スマートフォンのディスプレイが手の中で光るたび、彼の指は無意識に「詩織」の名前を探した。メッセージ履歴を開き、何かを打とうとして、指が止まる。遠距離恋愛。その言葉の難しさを、肌で感じ始めていた。


『元気にしてる? そっちはどう?』


そう打ち込んで、一度削除する。こんな漠然としたメッセージで、本当に詩織は喜ぶだろうか。彼女も新しい環境で忙しいはずだ。文学部の彼女のことだから、きっと専門的な勉強に熱中しているだろう。もしかしたら、新しい友達との楽しい時間に、自分の連絡が水を差してしまうかもしれない。そう思うと、送信ボタンを押す指が重くなる。彼は、詩織が新しい生活に早く慣れてくれることを願う一方で、自分から頻繁に連絡することで彼女に負担になるのではないかと考え、躊躇してしまう葛藤を抱えていた。サッカーの試合では、常に攻めの姿勢が重要だったが、恋愛、特に遠距離恋愛においては、相手への「気遣い」が、かえって「距離」を生むこともあるのだと、彼は初めて知った。


詩織からの連絡は、高校時代に比べると、明らかに頻度が減っていた。一日に何通も交わしていたメッセージも、週に数回になり、それがさらに間隔を空けるようになった。時には、電話をかけても出ないことがあった。新しい授業、新しいサークル、新しい友達。彼女もまた、東京の自分と同じように、新しい生活に適応しようと必死なのだろう。そう自分に言い聞かせるが、やはり胸の奥には、鉛のような寂しさが沈んでいた。
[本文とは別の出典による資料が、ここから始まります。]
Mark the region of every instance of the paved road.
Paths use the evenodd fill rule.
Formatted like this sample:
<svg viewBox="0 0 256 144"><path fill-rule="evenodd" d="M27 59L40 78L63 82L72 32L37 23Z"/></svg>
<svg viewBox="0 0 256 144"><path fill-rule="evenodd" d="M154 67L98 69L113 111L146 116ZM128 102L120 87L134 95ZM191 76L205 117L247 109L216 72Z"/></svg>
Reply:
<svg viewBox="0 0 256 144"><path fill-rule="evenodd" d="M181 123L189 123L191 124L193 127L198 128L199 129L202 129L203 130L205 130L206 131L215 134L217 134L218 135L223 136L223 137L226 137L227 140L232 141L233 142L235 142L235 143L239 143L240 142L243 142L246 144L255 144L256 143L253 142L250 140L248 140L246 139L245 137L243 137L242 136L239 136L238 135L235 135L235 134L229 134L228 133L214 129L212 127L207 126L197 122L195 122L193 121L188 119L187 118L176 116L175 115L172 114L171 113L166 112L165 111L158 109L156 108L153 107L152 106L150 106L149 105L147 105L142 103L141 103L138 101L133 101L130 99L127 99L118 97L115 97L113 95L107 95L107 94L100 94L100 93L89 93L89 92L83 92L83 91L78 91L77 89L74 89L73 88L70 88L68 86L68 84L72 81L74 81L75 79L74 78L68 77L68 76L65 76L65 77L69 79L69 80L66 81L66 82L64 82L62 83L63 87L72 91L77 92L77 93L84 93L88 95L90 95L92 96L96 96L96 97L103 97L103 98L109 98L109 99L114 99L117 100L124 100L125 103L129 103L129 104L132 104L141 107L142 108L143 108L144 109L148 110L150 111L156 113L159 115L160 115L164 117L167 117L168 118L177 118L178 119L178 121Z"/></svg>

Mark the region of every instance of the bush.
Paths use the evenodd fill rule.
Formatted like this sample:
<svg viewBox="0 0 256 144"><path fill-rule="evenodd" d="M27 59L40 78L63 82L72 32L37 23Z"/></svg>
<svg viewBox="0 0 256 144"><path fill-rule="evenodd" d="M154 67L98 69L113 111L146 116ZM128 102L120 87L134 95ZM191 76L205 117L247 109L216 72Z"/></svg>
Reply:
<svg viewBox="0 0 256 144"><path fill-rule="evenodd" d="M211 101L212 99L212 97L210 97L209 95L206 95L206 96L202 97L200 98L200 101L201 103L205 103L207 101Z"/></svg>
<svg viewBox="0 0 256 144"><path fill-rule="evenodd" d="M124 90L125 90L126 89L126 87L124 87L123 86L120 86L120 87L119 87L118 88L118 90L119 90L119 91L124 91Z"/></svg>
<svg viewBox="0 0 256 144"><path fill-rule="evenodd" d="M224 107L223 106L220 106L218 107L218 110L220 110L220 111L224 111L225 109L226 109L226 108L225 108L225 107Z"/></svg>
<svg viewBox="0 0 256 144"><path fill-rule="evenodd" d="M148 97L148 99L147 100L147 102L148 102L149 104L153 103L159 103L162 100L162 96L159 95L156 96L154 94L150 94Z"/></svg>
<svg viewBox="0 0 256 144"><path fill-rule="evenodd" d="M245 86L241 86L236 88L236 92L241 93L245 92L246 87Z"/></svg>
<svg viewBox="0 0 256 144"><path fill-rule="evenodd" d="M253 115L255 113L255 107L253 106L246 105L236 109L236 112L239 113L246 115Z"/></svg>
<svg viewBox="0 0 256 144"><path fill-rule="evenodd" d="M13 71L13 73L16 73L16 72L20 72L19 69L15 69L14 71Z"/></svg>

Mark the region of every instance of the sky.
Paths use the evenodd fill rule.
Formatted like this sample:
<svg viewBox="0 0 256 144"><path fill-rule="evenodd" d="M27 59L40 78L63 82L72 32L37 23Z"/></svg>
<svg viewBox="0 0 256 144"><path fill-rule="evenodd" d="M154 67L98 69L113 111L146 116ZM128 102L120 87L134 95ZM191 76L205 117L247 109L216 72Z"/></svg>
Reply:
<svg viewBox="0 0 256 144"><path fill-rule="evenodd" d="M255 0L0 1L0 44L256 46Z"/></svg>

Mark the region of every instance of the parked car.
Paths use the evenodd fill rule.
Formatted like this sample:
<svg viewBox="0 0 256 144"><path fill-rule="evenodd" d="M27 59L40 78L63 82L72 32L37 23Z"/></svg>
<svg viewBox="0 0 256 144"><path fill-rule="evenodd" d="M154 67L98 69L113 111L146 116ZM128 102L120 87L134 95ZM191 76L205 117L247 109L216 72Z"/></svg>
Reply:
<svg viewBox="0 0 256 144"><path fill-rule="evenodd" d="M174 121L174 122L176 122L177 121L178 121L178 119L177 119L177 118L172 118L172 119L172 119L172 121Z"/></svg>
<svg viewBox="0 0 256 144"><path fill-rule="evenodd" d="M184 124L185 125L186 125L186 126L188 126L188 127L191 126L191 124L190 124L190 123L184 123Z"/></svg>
夜、ベッドに横になり、目を閉じる。瞼の裏には、あの卒業前夜の詩織の姿が鮮明に浮かび上がる。白い素肌、柔らかなCカップの胸、そして彼の腕の中で甘く喘いだ声。あの夜に交わした「絆の証」は、彼の心の支えであると同時に、手が届かない距離の現実を、より一層切なく突きつけてきた。もし、あの夜がなかったら、こんなにも寂しさを感じることはなかっただろうか。いや、違う。あの夜があったからこそ、詩織との繋がりを、より強く感じられている。だからこそ、この寂しさは乗り越えられるはずだ。彼は、そう自分に言い聞かせた。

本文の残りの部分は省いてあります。